Austin Osmanski was thrilled the Sabres drafted him. ©2016, Dan Hickling, Olean Times Herald

Austin Osmanski’s selection by Sabres emotional

BUFFALO – By late Saturday morning, as the seven-round NHL Draft crept toward the end, East Aurora’s Austin Osmanski and his 50 or 60 supporters started getting nervous.

At one point, Osmanski, 18, joked to his father, Kevin, who was sitting beside him, they should leave. But deep down, the defenseman was really worried he wouldn’t be selected by anyone, let alone the hometown Sabres.

Osmanski responded to his aunt’s attempt to lighten the mood with a blank stare. When the final round started, Osmanski’s knee began shaking badly, said his mother, Jayne, who was also beside him.

Thoughts, meanwhile, raced through her head. She looked at her husband and wondered if it was a bad idea they had come the First Niagara Center. She started thinking about positive words to tell her son so he could leave the rink “with his head still hung high.”

“You’re at a loss for words,” Jayne Osmanski said. “I was starting to think, ‘What am I going to do here?’”

Luckily, she never needed to give a pep talk.

The Sabres had two final selections – picks 189 and 190 – in the seventh round.

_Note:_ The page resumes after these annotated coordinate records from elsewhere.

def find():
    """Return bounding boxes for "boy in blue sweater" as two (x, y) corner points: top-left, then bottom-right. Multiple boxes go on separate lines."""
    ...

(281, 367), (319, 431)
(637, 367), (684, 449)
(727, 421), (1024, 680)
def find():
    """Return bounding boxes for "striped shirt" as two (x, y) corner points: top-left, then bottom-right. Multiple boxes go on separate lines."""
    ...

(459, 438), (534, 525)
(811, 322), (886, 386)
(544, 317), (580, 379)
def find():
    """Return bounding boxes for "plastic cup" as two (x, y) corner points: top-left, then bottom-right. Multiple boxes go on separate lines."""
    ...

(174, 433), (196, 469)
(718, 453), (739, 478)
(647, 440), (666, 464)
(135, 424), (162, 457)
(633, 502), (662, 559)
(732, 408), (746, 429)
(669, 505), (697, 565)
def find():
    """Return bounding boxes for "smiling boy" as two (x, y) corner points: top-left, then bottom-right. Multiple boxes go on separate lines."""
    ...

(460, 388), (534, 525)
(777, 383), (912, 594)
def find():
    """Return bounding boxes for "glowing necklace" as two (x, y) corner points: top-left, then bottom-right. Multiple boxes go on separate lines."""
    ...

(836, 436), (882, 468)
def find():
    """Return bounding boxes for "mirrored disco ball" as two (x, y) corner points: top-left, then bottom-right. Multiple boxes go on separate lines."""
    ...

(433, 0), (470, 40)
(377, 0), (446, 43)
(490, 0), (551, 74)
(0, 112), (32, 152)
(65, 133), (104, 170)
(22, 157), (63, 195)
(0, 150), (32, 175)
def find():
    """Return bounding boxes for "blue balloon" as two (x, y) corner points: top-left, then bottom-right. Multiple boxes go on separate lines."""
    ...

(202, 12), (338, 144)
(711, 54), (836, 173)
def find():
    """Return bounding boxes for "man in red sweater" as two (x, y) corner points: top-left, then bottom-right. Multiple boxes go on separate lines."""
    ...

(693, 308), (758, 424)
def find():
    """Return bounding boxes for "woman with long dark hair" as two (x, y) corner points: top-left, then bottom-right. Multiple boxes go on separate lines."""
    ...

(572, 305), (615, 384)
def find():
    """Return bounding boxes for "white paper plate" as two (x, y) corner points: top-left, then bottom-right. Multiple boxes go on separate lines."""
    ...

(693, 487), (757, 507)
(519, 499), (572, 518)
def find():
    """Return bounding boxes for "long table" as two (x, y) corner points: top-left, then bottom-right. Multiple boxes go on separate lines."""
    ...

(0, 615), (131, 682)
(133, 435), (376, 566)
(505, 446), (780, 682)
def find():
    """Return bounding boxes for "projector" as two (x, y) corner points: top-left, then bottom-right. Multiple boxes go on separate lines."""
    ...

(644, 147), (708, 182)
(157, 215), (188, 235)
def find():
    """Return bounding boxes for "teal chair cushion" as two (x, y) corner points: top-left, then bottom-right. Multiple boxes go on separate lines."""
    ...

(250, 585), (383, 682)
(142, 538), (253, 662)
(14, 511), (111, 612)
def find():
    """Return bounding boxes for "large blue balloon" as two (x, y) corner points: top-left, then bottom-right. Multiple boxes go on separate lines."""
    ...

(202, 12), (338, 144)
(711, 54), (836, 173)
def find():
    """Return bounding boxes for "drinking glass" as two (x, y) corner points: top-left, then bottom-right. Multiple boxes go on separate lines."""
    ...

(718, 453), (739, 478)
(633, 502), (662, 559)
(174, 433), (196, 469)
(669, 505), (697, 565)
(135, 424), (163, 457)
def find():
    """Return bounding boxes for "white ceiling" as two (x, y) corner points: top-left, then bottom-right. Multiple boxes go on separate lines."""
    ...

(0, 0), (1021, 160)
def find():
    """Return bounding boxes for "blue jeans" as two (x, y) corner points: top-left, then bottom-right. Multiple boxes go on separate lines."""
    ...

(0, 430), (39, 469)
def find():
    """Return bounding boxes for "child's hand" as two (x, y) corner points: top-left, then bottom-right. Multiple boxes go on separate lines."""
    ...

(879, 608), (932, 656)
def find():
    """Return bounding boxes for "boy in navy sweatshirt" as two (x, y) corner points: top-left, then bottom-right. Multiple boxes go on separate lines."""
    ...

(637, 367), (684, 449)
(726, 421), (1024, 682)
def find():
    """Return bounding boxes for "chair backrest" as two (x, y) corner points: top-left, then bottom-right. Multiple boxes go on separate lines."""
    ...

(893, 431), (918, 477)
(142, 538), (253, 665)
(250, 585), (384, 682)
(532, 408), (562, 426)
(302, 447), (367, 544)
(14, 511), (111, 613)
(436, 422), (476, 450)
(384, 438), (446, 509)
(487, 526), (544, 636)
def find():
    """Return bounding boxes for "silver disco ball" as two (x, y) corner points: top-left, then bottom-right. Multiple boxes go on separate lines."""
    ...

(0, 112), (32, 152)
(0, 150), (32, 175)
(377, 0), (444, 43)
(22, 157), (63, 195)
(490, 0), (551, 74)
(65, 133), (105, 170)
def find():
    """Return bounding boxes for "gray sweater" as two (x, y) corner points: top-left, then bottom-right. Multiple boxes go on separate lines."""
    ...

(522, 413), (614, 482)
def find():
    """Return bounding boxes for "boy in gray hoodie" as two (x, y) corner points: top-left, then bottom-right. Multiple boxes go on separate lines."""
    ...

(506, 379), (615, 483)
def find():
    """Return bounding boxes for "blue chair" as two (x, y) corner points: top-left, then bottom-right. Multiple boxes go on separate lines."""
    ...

Austin Omanski closed his eyes for the first announcement. When Jayne Osmanski, heard “Mississauga,” his junior team, she shrieked.

Still, other players from the Ontario Hockey League team were available.

“When they said ‘Buffalo native,’ everyone went nuts,” Jayne Osmanski said.

Austin Osmanski’s grandfather had tears in his eyes. His grandson held back his tears, partly because none of the other draft picks cried.

Ten minutes later, sporting a blue Sabres jersey and a hat, Osmanski couldn’t stop smiling.

“I wish I could tell you what it feels like right now,” he said to the swarm of reporters and cameras. “Being here growing up, now wearing the jersey, it’s something I can never even think of.”

Osmanski wasn’t worried about where he was selected.

“I just wanted to be somewhere, be happy,” he said. “Obviously, Buffalo was a dream come true.”

When the Sabres drafted local players Justin Bailey and Sean Malone in 2013, Osmanski tweeted, with his name included, that “one day Buffalo is just going to have a team filled with Buffalo natives.”

Some friends reminded him of the tweet Saturday, and he scrolled back three years and found it. The words are now pinned at the top of his profile.

“I think my friends thought I was being stupid,” he said.

The Sabres are very familiar with Osmanski. He’s friends with general manager Tim Murray’s son, Jared. The two lift weights together at HarborCenter.

“I don’t know if that has anything to do with this or not,” Osmanski said.

Murray said Osmanski wasn’t picked because he’s a local player.

“He does play major junior hockey,” he said.

The 6-foot-3, 196-pound Omanski compiled two goals, 10 points, 53 penalty minutes and a plus-19 rating in 65 games with the Mississauga Steelheads as a rookie in 2015-16.

Osmanski possesses a penchant for hitting but likes to go unnoticed by doing “stuff that people don’t want to do,” he said.

“I like to be a guy that’s obnoxious and remind you that I’m there,” Osmanski said. “But off the ice, I’m kind of just a low-key kind of guy.”

He added: “I think if you can (tick) off the other team, there’s nothing better than that.”

If Osmanski wants to make it to the NHL someday, he knows he must improve his skating.

“If I can figure out the skating part, I think I’ll be in pretty good shape,” he said.

Osmanski’s job now, he said, “is to be a sleeper pick.”

“Growing up, I’ve kind of been that guy that kind of sits under the covers and eventually finds his way to the top,” he said.

Osmanski’s close friends and Mississauga teammates with Buffalo’s top pick, Alexander Nylander, the talented winger they selected eighth overall.

Nylander often stops over Osmanski’s billet family’s house for lunch after school. Before the draft, the Swede texted Osmanski and told him he wanted Buffalo to pick both of them.

“Great guy,” Osmanski said. “He’s probably one of the goofiest guys you’ll ever meet. … Obviously, (he’s) an exceptional player. I look forward to hopefully meeting up with him again in a few years in a Sabres sweater.”

Coach Dan Bylsma on the Sabres acquiring Harvard winger Jimmy Vesey’s rights last week for a third-round pick: “You salivate a little bit with the possibility of adding a top-six winger to your team.”

Murray said he spoke to Vesey on Friday and plans to talk to him again next week. The Sabres can’t sign the Hobey Baker Award winner until July 1. They have his rights until Aug. 15.

Nylander, 18, is eligible to play in the AHL with the Rochester Americans next season because he was loaned from his Swedish club to the OHL. Under normal circumstances, teenage players from the Canadian Hockey League can’t play in the minors.

He could also play in Sweden, meaning Sabres have four options – NHL, OHL AHL and Europe – for him in 2016-17.